Further details on the bankruptcy of crypto exchange FTX has emerged, even as peers and partners distanced themselves from the firm and sources have told Reuters at least a billion dollars of customer funds on the exchange has vanished.
The saga that has shaken the crypto world began with a rumour on November 2 and culminated on Friday with FTX filing for US bankruptcy court protection from creditors and founder Sam Bankman-Fried resigning as chief executive in the industry's highest-profile collapse.
The distressed crypto trading platform had struggled to raise billions to stave off bankruptcy as traders rushed to withdraw $US6 billion ($A8.9 billion) from the platform in just 72 hours and rival exchange Binance abandoned a proposed rescue deal this week.
FTX, affiliated crypto trading firm Alameda Research and about 130 of its other companies have commenced voluntary Chapter 11 bankruptcy proceedings in Delaware, FTX said on Friday in a statement on Twitter.
FTX later said subsidiaries LedgerX LLC, FTX Digital Markets, FTX Australia Pte Ltd, FTX Capital Markets, Embed Financial Technologies and Embed Clearing were not included in the Chapter 11 filings.
People familiar with the matter told Reuters at least $US1b of customer funds had vanished from FTX.
Bankman-Fried secretly transferred $US10b of customer funds from FTX to Alameda, they said.

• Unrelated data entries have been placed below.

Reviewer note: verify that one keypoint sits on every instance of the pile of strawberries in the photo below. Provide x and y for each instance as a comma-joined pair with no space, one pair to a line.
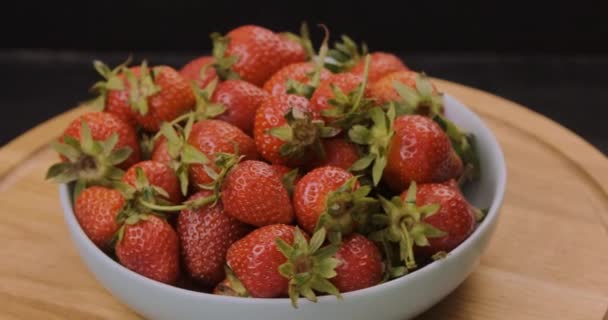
269,169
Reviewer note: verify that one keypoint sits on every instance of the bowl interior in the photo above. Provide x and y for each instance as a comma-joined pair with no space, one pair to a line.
484,193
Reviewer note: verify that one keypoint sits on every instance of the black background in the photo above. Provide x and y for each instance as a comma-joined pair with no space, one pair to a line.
552,57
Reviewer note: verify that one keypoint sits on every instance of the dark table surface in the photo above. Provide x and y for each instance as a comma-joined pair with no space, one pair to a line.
572,90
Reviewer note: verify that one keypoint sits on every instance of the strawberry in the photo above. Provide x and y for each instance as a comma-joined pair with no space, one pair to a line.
231,286
253,193
199,70
158,175
339,153
255,260
240,100
282,81
215,136
455,217
102,125
382,63
252,53
419,151
149,246
330,198
91,147
360,264
149,96
413,92
205,234
341,99
287,132
96,209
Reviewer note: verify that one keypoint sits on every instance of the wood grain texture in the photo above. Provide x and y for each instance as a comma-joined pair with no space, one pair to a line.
547,259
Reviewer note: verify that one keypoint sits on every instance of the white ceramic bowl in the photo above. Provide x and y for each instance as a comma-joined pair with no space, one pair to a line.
401,298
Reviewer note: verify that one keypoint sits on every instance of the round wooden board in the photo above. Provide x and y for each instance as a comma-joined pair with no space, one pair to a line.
547,260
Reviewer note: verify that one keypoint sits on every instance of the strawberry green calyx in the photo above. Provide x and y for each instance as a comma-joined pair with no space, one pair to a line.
403,223
141,88
377,138
232,286
181,152
350,109
423,99
464,145
111,81
223,64
307,89
303,39
308,266
301,134
345,208
89,162
345,55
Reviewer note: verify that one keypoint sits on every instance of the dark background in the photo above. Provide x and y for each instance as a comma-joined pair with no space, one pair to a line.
551,57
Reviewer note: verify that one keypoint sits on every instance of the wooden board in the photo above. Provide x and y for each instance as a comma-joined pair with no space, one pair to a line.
547,260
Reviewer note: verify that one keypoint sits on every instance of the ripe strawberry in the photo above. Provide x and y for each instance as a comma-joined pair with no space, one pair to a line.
382,63
215,136
419,151
192,71
102,125
254,194
240,100
329,197
149,246
300,72
286,131
340,101
360,264
96,209
455,216
412,91
90,148
159,175
252,53
150,96
205,234
339,153
255,260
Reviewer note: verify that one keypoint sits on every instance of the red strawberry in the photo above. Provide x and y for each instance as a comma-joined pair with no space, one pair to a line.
254,194
252,53
255,260
150,96
149,246
240,99
205,234
329,197
337,99
96,209
213,136
455,216
360,264
286,131
91,147
192,71
102,125
339,153
158,175
300,72
414,92
419,151
382,63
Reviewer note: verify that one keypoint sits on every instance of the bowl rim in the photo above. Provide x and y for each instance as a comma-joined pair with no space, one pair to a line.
482,228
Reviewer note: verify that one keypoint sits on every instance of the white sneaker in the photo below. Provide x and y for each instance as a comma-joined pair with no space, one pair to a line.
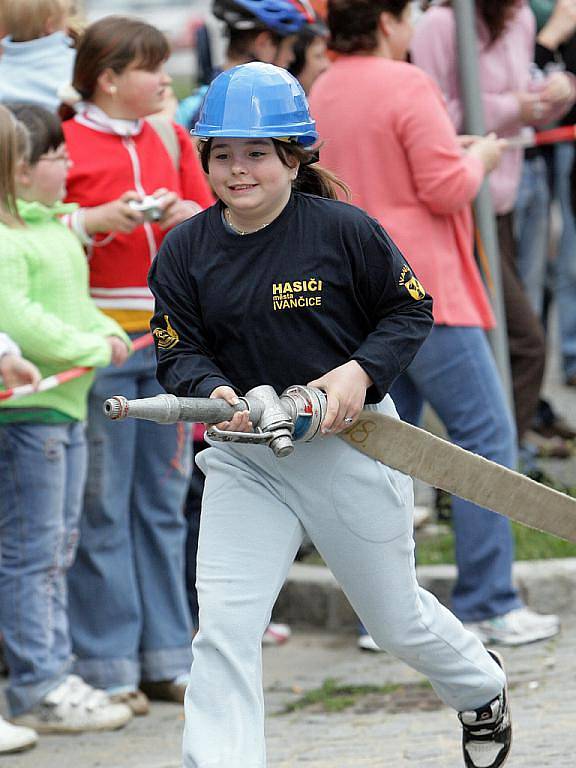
516,627
367,643
74,707
276,634
14,738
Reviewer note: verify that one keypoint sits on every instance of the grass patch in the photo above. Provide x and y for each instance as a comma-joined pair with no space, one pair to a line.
364,699
530,545
331,697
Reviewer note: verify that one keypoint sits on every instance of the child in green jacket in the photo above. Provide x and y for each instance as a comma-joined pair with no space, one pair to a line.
46,309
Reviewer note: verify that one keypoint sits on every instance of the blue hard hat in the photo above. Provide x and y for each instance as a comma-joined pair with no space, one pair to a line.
285,17
256,100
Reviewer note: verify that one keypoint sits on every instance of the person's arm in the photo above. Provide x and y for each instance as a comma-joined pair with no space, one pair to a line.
185,364
14,369
399,308
42,336
559,27
445,180
433,49
196,193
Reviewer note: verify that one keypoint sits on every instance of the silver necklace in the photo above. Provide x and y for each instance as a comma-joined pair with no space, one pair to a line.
240,231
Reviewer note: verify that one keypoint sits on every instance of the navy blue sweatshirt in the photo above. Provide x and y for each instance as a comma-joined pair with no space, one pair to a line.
321,285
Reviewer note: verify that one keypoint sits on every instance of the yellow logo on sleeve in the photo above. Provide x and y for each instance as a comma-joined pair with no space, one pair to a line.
412,285
166,338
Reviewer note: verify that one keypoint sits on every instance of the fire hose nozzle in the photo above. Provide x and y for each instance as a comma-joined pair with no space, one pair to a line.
116,407
278,420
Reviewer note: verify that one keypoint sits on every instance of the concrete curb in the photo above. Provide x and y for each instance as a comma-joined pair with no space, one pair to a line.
312,597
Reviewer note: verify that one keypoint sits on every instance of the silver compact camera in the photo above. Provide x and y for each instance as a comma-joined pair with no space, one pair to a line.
149,207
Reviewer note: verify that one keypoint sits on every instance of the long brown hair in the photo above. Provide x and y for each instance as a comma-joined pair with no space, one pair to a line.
353,24
312,178
13,148
114,43
496,14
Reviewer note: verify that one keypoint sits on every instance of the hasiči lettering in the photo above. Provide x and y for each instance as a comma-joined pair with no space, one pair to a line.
296,294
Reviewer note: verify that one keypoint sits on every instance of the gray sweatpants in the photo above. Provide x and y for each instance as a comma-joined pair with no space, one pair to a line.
358,513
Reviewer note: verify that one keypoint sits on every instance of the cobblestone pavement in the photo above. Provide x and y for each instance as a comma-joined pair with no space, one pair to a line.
543,694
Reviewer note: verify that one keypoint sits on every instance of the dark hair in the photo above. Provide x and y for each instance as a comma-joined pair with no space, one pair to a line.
312,178
241,41
44,129
14,146
353,24
494,13
114,43
305,38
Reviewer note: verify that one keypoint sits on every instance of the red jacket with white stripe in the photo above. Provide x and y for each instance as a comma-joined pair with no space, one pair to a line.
104,166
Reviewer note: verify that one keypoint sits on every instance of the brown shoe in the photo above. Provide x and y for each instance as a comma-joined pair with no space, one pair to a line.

A large portion of that has since disappeared, they said, with one source put the missing amount at about $US1.7b and another estimating the gap was between $US1 billion and $US2b.
The nine days of turmoil hit already-struggling cryptocurrency markets, sending bitcoin to two-year lows . Bitcoin dropped after FTX's announcement and is down 18 per cent this month, at $US16,818 on Saturday.
Shares of cryptocurrency and blockchain-related firms have declined. FTX's token FTT plunged 30 per cent on Friday, bringing its collapse this month to 91 per cent.
"Things will continue to simmer after the FTX crash," said Alan Wong, operations manager of Hong Kong Digital Asset Exchange.
"With a gap of $US8b between liabilities and assets, when FTX is insolvent, it will trigger a domino effect, which will lead to a series of investors related to FTX going bankrupt or being forced to sell assets. In an illiquid bear market, the event will lead to a new round of cryptocurrency declines, as well as a liquidation of leverage."
It was an abrupt fall from grace for a company that was once a darling of the crypto industry. FTX raised $US400 million from investors in January, valuing the company at $US32b.
Bankman-Fried, 30, known for his shorts and T-shirt attire, has morphed from being the poster child of crypto's successes to the protagonist of the industry's highest-profile crash.
In its bankruptcy petition, FTX Trading said it has $US10b to $US50b in assets, $US10b to $US50b in liabilities, and more than 100,000 creditors. John J Ray III, a restructuring expert, has been appointed to take over as CEO.
Cryptocurrency exchange Coinbase Global will write off the investment its ventures arm made in FTX in 2021, according to a person familiar with the matter.
US video game retailer GameStop Corp said it was winding down its gift card marketing partnership with FTX US and providing full refunds to customers.
Bankrupt crypto lender Celsius said it had some Serum tokens on FTX, most of which were locked, as well as some $US13m in loans to Alameda.
"We believe cryptocurrency markets remain too small and too siloed to cause contagion in financial markets, with an $US890b market cap in comparison to US equity's $US41 trillion," Citi analysts wrote.